If you are someone who really loves live theater the announcement that your favorite company will do a renowned play, one that’s decades old, been done many times, may give you a little gulp in your throat. There are many ways to run down a great play.
After all, the work itself is 2 hours 45 minutes, an ungainly length today where many a new play is one act and 90 minutes. Then, possibly, the classic may have lost its power, its one-time drive. Or the theater will go overboard, turning a great play into a re-done goofy farce.
Well, have no fears. At Trinity, “Death of a Salesmen” remains, a tear-bringing powerhouse, an eye-opening, chilling and insightful look at the American Nightmare, if you will. The story of the life and death of Willy Loman, the salesman who’s time has ended with the shattered dream of a man used, and then thrown aside remains as strong as ever.
Director Brian McEleney has taken Miller’s 1949 work and kept all it’s force, it’s love , it’s hate, it’s needs and loses. Sure, this “Salesman” is filled with modern-day theatrical possibility. Done in the refurbished downstairs Dowling Theatre it favors such changes as simple medal posts marking the bedroom of the Loman sons. This becomes a place for dynamic climbs, and falls.
Actors use five doors to slash and burn into and out of the theater in a manner that seems not a theatrical trick but another way of displaying the Loman family’s ill-fated drive, it’s lost efforts, it’s ever failing attempts.
The cast is memorable, filed with energy even as they are displaying the loss of the Lomans. Trinity’s veteran Stephen Berenson digs deep into Willy. He ranges from the incredible beliefs of the man to his great losses. He lets you know that Willy was always a loser and then enters with the argument that America the Powerful is all to happy to award the winner, and kick the losers aside. American the Indifferent is what Berenson brings us with great depth, great feeling.
As Linda, Willy’s ever-trying wife, Phyllis Kay is extraordinarily insightful. She catches every moment of the Loman debacle, and gives us a wonderful look of a woman who never stops trying to take the family down the winner’s road.
As the boys, Matt Lytle and Billy Hutto, both third -year students in the Brown/Trinity MFA program, bring great drive to the roles of Willy’s sons. They are passionate, driven by the family’s difficulties. And, most of all, they find the essence of the Loman’s break down. The boys follow the father to probable equal failure.

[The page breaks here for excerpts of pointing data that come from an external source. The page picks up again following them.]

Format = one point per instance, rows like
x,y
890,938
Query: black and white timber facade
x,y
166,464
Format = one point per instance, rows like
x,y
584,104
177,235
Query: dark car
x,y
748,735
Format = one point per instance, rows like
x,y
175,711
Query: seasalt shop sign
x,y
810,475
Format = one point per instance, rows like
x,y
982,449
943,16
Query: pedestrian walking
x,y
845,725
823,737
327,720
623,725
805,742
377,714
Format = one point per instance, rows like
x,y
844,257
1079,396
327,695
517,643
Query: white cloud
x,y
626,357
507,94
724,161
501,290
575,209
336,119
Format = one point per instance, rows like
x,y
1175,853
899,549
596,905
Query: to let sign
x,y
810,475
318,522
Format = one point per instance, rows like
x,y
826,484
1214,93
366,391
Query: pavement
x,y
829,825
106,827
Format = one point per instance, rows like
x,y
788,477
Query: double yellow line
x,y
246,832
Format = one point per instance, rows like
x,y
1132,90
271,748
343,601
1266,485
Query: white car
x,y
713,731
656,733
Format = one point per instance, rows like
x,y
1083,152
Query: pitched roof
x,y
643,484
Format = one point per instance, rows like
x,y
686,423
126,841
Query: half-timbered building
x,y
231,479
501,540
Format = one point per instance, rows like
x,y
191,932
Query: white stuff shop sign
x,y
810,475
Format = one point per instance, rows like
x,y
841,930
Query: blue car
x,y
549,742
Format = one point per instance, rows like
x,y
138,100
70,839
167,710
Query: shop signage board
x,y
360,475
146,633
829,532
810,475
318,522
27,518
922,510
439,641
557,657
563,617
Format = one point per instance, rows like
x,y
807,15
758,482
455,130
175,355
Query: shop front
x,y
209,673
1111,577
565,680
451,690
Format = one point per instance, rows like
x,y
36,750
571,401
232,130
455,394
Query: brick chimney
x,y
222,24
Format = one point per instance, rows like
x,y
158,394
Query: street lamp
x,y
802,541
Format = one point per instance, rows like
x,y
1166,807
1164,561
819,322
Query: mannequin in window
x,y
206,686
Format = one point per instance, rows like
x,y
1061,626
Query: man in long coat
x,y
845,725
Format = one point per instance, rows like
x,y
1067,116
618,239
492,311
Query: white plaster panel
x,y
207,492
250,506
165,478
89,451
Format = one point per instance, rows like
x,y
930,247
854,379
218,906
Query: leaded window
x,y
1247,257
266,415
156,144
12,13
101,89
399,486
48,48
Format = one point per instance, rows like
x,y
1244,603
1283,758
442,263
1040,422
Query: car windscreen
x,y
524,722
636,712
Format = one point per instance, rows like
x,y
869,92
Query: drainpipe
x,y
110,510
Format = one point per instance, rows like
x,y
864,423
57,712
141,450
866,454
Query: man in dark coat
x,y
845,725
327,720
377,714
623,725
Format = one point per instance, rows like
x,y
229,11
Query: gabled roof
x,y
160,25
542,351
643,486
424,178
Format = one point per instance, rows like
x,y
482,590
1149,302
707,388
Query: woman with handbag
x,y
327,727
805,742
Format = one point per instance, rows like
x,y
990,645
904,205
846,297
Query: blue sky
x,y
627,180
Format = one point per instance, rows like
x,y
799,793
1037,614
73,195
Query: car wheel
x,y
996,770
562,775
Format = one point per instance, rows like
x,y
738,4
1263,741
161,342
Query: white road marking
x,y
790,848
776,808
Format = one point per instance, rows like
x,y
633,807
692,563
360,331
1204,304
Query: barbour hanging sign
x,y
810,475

And let me say that this “Salesman” also has lots of comedy. There’s fun amid the destruction, which only makes the heartbreak more heart touching.

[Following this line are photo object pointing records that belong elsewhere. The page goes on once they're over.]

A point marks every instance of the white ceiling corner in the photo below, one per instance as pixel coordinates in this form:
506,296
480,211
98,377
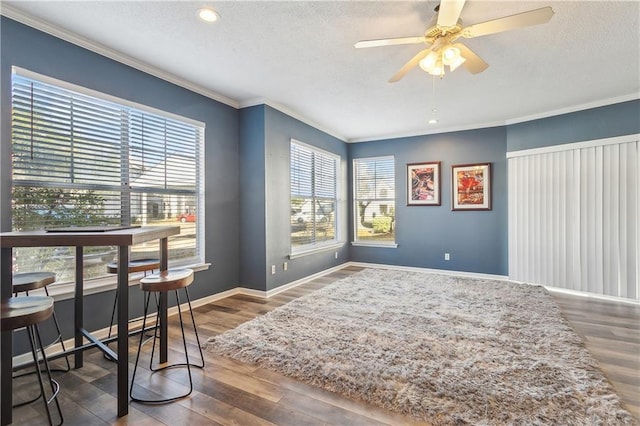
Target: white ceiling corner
299,58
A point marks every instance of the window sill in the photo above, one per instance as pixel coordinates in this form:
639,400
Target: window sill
66,291
328,247
374,244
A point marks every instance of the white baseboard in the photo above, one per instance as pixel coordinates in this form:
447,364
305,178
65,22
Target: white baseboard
102,333
429,270
596,296
280,289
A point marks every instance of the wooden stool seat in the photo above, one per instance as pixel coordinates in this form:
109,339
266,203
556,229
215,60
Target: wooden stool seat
24,311
27,312
138,265
172,279
31,281
169,280
27,281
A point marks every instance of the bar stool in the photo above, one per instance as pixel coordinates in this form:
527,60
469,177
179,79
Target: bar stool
27,281
172,279
28,312
139,265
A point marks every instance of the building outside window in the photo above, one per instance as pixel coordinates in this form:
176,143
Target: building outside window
314,180
374,200
85,158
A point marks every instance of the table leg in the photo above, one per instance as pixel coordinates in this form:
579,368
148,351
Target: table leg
123,330
164,305
6,341
78,309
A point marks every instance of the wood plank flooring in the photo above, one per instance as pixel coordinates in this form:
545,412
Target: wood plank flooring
227,392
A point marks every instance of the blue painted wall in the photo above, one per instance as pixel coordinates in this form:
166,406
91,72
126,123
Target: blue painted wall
279,130
476,240
252,198
247,172
36,51
595,123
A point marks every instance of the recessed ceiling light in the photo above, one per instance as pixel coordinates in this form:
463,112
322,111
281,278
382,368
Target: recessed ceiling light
208,14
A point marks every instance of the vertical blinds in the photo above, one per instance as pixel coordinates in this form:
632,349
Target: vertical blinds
573,218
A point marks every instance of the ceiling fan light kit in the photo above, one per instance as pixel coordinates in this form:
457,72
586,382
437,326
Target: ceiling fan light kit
445,28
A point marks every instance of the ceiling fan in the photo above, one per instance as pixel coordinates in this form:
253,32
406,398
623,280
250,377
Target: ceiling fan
445,28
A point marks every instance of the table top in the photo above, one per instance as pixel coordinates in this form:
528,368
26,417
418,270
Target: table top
120,237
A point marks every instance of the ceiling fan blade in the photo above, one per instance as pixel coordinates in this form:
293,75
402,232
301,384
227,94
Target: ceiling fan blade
449,12
519,20
389,42
409,65
473,63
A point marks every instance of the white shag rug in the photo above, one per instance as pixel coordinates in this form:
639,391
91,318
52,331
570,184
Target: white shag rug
446,350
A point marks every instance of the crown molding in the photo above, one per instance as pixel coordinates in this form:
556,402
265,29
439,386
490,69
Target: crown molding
575,108
19,16
66,35
294,114
426,132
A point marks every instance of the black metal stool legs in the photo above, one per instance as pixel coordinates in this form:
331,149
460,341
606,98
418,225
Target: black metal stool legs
58,339
187,363
33,333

You’ll remember that one of the never forgotten lines in this All-American play is that while Willy Loman is not one of the finest charters that ever lived, he is a human being and a terrible thing has happened to him. So, Arthur Miller tells us “…attention must be paid.”
At Trinity, that hope, that need, has been achieved with humanity and insight. Don’t miss “Death of a Salesman” one more time.
“Death of a Salesman” continues at Trinity Rep through November 26th. Bill Gale reviews the performing arts for Rhode Island Public Radio.